La X Cumbre de las Américas, que se celebrará en diciembre de 2025 en Punta Cana, República Dominicana, adquiere particular relevancia en un momento de crecientes tensiones políticas y redefiniciones del multilateralismo regional. En esta ocasión, el país anfitrión y la Secretaría de la Cumbre de la OEA han definido como tema principal la seguridad humana, entendida como un concepto que engloba la seguridad ciudadana, alimentaria, hídrica y energética. Este enfoque no es casual: plantea un reto jurídico-público para los países de la región, pues exige instrumentos legales e institucionales que trasciendan la cooperación diplomática para responder a crisis complejas e interconectadas.
La República Dominicana ostenta la presidencia pro tempore del Proceso de Cumbres de las Américas y ha venido coordinando los trabajos preparatorios junto con la Secretaría de Cumbres de la OEA. Se han realizado diversos diálogos de políticas preparatorios sobre seguridad alimentaria, hídrica, energética y crimen organizado con participación estatal y de actores sociales. Asimismo, se han programado encuentros con la sociedad civil y el sector empresarial para alimentar la agenda.
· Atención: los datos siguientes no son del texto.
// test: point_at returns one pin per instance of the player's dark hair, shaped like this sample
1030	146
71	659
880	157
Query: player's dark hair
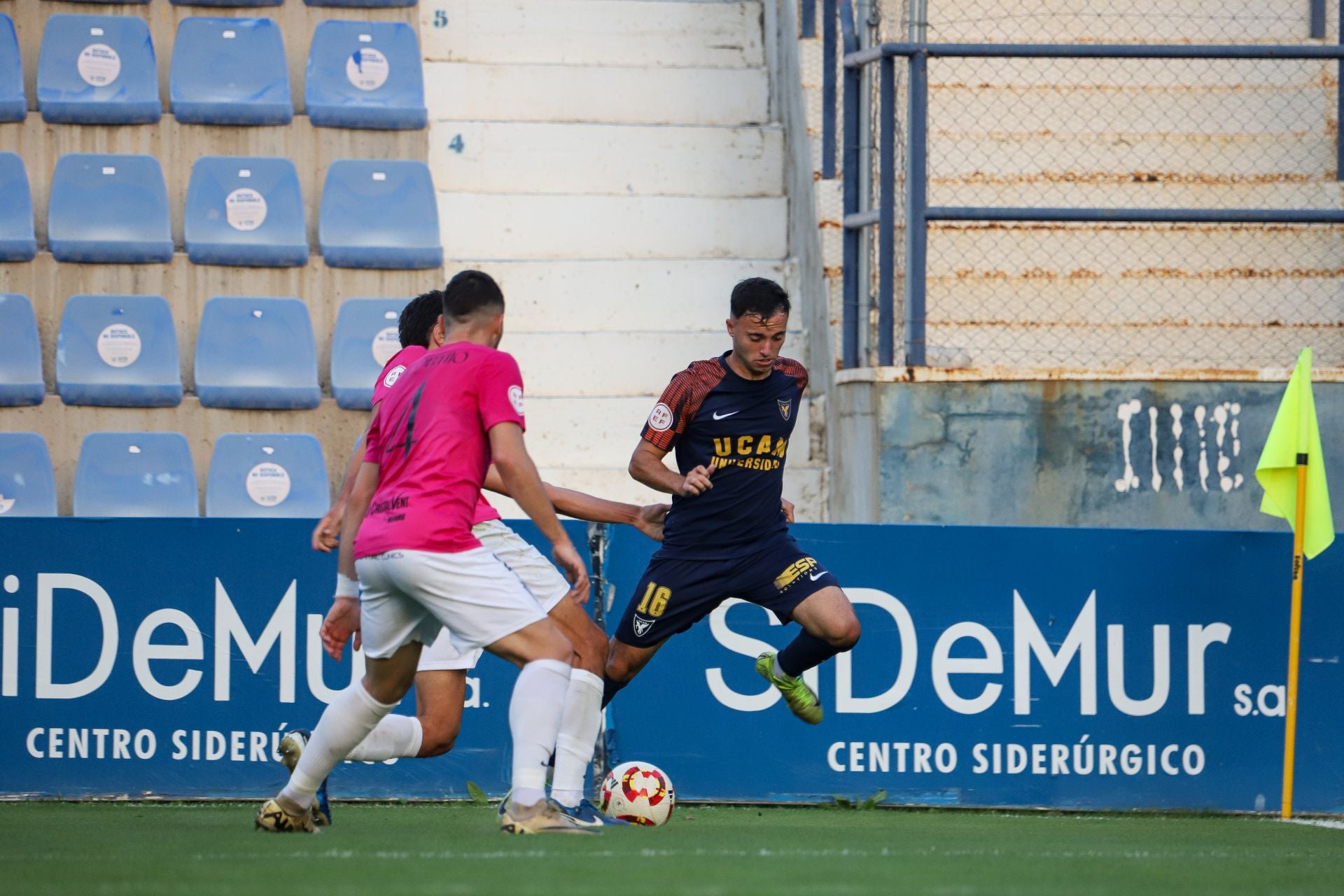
758	298
470	293
419	318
Uno de los puntos más polémicos ha sido la decisión del gobierno dominicano de no invitar a Venezuela, Cuba y Nicaragua, a quienes califican como dictaduras que no participan del sistema de la OEA. Esto ha generado críticas desde distintos sectores que interpretan la medida como politización de la Cumbre y una afectación al principio de representatividad hemisférica. El tema no es menor en el plano jurídico-diplomático, pues cuando un foro multilateral decide excluir Estados surgen debates sobre legitimidad, derecho internacional y la naturaleza de los compromisos que emanan de estos encuentros.
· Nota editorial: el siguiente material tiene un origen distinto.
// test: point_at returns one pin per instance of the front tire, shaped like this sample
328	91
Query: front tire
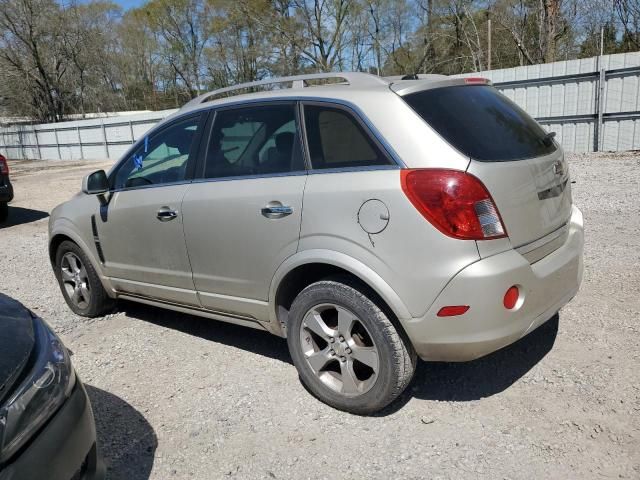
346	349
79	282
Incluir la noción de seguridad humana exige articular políticas sectoriales a través de marcos legales sólidos. Los países deberán presentar compromisos y rutas jurídicas para reforzar la cooperación en materia de justicia penal, garantizar derechos sociales en contextos de crisis, crear mecanismos intergubernamentales para la gestión compartida de recursos transfronterizos y establecer estándares comunes para la transición energética responsable y sostenible. No basta con declaraciones: la Cumbre deberá promover la adopción de instrumentos jurídicos nacionales y regionales que puedan ser objeto de seguimiento.
Uno de los retos más importantes es la tensión entre soberanía y cooperación. Para muchos Estados el límite entre coordinación y cesión de autonomía es delicado, y acordar mecanismos comunes puede verse como pérdida de soberanía. En este contexto, las delegaciones deberán negociar cláusulas que permitan coordinación sin impedir que cada país mantenga su capacidad normativa interna. También surge el dilema de la representación, pues la exclusión de algunos gobiernos vislumbra un debate sobre cómo garantizar legitimidad política sin comprometer principios institucionales del foro.
Un déficit histórico de las Cumbres ha sido la falta de mecanismos sólidos de implementación y seguimiento. Para que la edición 2025 tenga un valor real, es indispensable definir metas medibles, establecer cronogramas precisos, crear órganos de seguimiento con participación multisectorial, garantizar transparencia y, en lo posible, avanzar hacia instrumentos jurídicos vinculantes.
La X Cumbre de las Américas 2025 representa una oportunidad para redefinir el rol del derecho internacional regional en América Latina y el Caribe. Si logra articular compromisos sostenibles y mecanismos de rendición de cuentas, podría marcar un antes y un después en la gobernanza hemisférica. Pero ello dependerá de la voluntad política, el diálogo inclusivo y la capacidad de transformar debates en normas y acciones concretas.